第7話 おでん屋さんを流行らせろ

『お~い…探偵達、おでん屋さんから依頼だよ』


 月の道をポロン♪コロン♪と駆けてく2匹。

「おでん屋さんだって…ユキがたまに食べてるよね」

 クロさんがチョビさんに話しかけます。

 ユキとは2人の同居人です。
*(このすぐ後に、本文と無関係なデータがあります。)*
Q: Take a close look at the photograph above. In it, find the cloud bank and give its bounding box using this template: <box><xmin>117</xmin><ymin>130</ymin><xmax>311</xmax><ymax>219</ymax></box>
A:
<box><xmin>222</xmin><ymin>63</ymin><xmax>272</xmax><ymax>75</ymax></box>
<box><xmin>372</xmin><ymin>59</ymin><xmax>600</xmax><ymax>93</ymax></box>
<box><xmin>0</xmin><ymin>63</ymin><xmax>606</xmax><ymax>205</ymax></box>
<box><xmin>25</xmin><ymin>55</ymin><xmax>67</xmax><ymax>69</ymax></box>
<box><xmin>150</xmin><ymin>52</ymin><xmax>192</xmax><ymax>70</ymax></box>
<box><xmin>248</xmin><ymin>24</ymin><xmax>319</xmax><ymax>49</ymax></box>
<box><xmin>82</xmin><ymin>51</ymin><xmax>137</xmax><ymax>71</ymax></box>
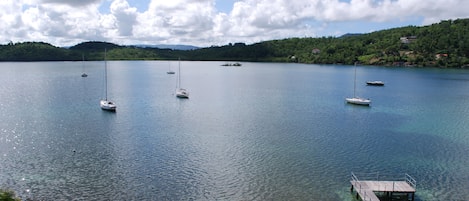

人間の2人には同居人ですが…飼い主です。


『月光商店街』で屋台のおでん屋さんが待っています。

「依頼はなんでしょうか?」

 クロさんが聞きます。

 クロさんは食べ物屋さんの依頼は張り切るのです。

 チョビさんは、珍しそうに屋台を見ています、チョロチョロと動き回って。


「実は…おでん屋をやっているんですが…誰も食べてくれないんですよ、どうしたら食べてもらえるかと思って…相談を」

「美味しいのかな?」

 チョビさんが言うと、おでん屋さんがお皿に、おでんを取ってくれました。

「うわぁ~」

 チョビさんが食べようと舌でチョンと大根を舐めて

「熱い!」

 アツアツのおでんは、猫には食べられたものではありません。

「う~ん…美味しいんだけどな~おでん…」

 クロさんは考えてます。

 チョビさんが舌をコップの水に浸しながら、クロさんに聞きます。

「クロさんはなんで食べてもいないのに、美味しいって解るのさ」

「ん…ユキが食べさせてくれるじゃないか」

「ユキが…そういえば、僕も食べたことあるかも…寒い日に」


「やっぱり…猫におでんは無理なんでしょうか?」

 おでん屋さんが残念そうに下を向きます。


「ん…ユキは僕達にくれるときに、このまま出さないぞ」

 クロさんが大根を突きながら言います。

「うん…小さくしてくれるよね、いつも、なんでも」

「あっ!ソレだよチョビさん」

「なにが?」

「ユキが僕達に食べさせてくれる時みたいにすればいいんだよ」

「そっか~、じゃあ小さくして…フーフーするんだよ」


 クロさんとチョビさんは、おでん屋さんに、おでんの食べ方を教えます。

 これだと大きいから…お皿に盛るときに小さくして…コレで仰ぐんだパタパタするんだよ。

 うちわを渡して問題解決です。

「ねっ…美味しいよ」

 3人でおでんを沢山食べました。


 今では、おでん屋さんの屋台は皆が集まる人気のお店です。